I was receiving this error on only one person's machine. If I used their account on other machines, I would get the same error on the Lync client. It was denoted by a red X in the bottom right of the client. The problem ended up being some sort of corruption in their Exchange email box. I backed up their current mailbox, disabled their current mailbox and then created a brand new mailbox. The error went away after doing this. I was able to recreate the issue by disabling the new mailbox and then reconnecting them to their old box. It was a bit annoying for the user while you're moving mail around but oh well! Dont forget to grab their Exchange Server side rules as well before you blow away the old box, or before the system blows it away for you. I'm not sure how the email box got corrupted, but this was my fix!

I am running Lync Server 2010 and Exchange 2007.

***UPDATE***July 15, 2011***

Based on one of the comments to this post, I did some additional research. The person who posted about the bad character with the contact is yet ANOTHER fix to this issue.

I deleted all the users contacts (they were left in the deleted items).

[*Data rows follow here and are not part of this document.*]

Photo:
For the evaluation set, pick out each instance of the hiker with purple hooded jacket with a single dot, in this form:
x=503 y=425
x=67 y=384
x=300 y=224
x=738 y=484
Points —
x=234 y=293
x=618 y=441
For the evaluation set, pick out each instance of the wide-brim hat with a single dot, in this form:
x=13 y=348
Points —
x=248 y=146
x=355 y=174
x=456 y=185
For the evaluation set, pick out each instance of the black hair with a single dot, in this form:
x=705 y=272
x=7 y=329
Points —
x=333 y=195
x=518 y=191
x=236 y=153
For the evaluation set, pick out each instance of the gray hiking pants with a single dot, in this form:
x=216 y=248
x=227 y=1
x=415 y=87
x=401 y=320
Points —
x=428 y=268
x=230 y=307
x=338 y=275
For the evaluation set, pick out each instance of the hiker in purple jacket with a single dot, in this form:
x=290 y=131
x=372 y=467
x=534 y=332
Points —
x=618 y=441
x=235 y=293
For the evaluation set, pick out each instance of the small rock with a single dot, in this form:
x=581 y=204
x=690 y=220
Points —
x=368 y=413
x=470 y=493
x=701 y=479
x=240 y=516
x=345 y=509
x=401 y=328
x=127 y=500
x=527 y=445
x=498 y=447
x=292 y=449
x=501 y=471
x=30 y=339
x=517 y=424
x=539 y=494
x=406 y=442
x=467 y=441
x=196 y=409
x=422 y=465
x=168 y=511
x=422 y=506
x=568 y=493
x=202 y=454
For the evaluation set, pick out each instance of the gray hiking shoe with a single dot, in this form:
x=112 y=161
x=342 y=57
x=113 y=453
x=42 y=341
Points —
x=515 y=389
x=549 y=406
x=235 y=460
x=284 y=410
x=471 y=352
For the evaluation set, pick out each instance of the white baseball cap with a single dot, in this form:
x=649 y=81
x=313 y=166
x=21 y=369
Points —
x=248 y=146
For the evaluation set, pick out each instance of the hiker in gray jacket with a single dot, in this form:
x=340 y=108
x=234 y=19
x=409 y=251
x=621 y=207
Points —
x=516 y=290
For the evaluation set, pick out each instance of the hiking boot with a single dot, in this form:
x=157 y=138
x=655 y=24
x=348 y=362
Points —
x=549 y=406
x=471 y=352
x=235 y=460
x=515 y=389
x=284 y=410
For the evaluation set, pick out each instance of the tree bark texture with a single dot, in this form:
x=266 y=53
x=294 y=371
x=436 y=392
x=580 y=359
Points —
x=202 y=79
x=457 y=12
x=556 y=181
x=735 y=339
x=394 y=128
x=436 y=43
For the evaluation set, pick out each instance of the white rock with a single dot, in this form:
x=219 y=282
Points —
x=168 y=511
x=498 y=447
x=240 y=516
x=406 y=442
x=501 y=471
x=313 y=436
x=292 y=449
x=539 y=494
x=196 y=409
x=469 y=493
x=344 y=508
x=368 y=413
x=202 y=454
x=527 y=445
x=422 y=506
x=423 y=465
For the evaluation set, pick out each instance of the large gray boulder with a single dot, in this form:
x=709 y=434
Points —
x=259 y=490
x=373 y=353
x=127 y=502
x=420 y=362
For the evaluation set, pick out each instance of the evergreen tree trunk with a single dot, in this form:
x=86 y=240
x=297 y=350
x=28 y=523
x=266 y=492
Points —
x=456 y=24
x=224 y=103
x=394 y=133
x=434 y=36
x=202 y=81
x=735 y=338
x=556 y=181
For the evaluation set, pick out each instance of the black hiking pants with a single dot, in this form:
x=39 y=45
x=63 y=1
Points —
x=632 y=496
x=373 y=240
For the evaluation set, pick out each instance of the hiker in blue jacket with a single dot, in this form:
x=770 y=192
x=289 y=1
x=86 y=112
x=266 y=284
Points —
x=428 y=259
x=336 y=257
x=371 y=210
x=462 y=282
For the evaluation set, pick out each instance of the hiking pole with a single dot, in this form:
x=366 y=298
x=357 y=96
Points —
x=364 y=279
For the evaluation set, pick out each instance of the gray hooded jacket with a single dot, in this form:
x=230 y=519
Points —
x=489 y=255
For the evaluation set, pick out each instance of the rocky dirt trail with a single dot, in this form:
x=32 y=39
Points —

Then I closed Outlook and Lync, then reopened Outlook and then Lync..... the error went away!

I moved the contacts back in blocks of 10-15 at a time trying to isolate the contact and repeating the process of opening and closing the apps. I finally got the error to come back on one of the iterations. I ended up isolating the issue to a single contact and I noticed that there was a strange character at the end of this contacts phone number. It looked like a square or in binary terms, a null byte. As soon as I deleted this "square" I was able to move this contact back and the error did not come back. Then, I moved all the rest of the contacts back in and fortunately, there were no other contacts that had this issue.

I suspect that an easy solution to this for a person who has a lot of contacts would be to export them all to a CSV file then delete the user's contacts. I don't think the special characters would make it to your export so all you would have to do is import them as new contacts. Maybe someone can test this and let the readers know.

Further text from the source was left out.